The people you’ll deal with at your book’s publishing house will most likely be only your acquiring editor, their editorial assistant, and perhaps someone assigned to promote your book in the marketing department. If you have a literary agent, he/she will deal with the people responsible for drawing up your publishing contract. But many more people work behind the scenes to make a book happen, including those such as me in the copyediting department.

These days, for most books about a year passes between the contract and the publication date. The time frame varies widely based on the type of book, however--political books are often rushed to publication in months to make it onto shelves before election day, but nonfiction books sold on the basis of just a proposal may take up to two years if you still need to write the book.

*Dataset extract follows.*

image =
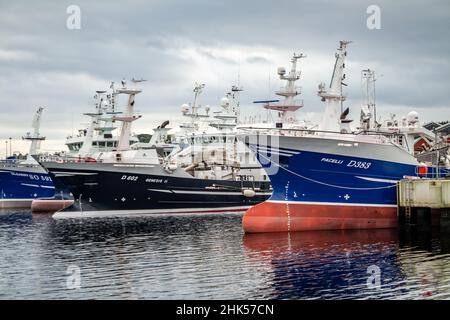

Why does the book publishing process take so long? Why can’t they just draw a cover and print it? I’ll tell you about one reason: the need for copyediting. I don’t care if you and your best friend have proofread your manuscript 800 times. I don’t care if you’ve employed a good freelance editor. No manuscript I’ve ever seen didn’t need copyediting.

A copyeditor is trained to look for things neither you nor your acquiring editor look for. Your editor is focused on broader content issues: character, plot, themes, structure. The copyeditor knows every little rule of grammar and punctuation in "The Chicago Manual of Style" (our Bible) and how to apply them. If they’re good, they also know when to forget those rules and when to leave your writing alone in order to preserve your unique authorial voice.

They’ll insert commas to make a sentence clearer. They’ll ask “What do you mean by this?" or “Is this the same ‘Joe’ you mentioned back on page 23?" They’ll notice if you repeat a sentence from page 3 on page 452. They’re the first real reader who is approaching your novel or nonfiction with a fresh, unbiased eye, and it’s a keen eye, so pay attention.

It takes about a month to copyedit most manuscripts, after which you will have a few weeks to review the copyeditor’s work and answer any queries. Remember that your name will be on the cover, so ultimately all decisions are yours; but also remember that copyeditors are highly skilled professionals and, yes, they may know more than you do about certain aspects of writing. Respect their work. It helps turn your manuscript into a clean, professional bound book.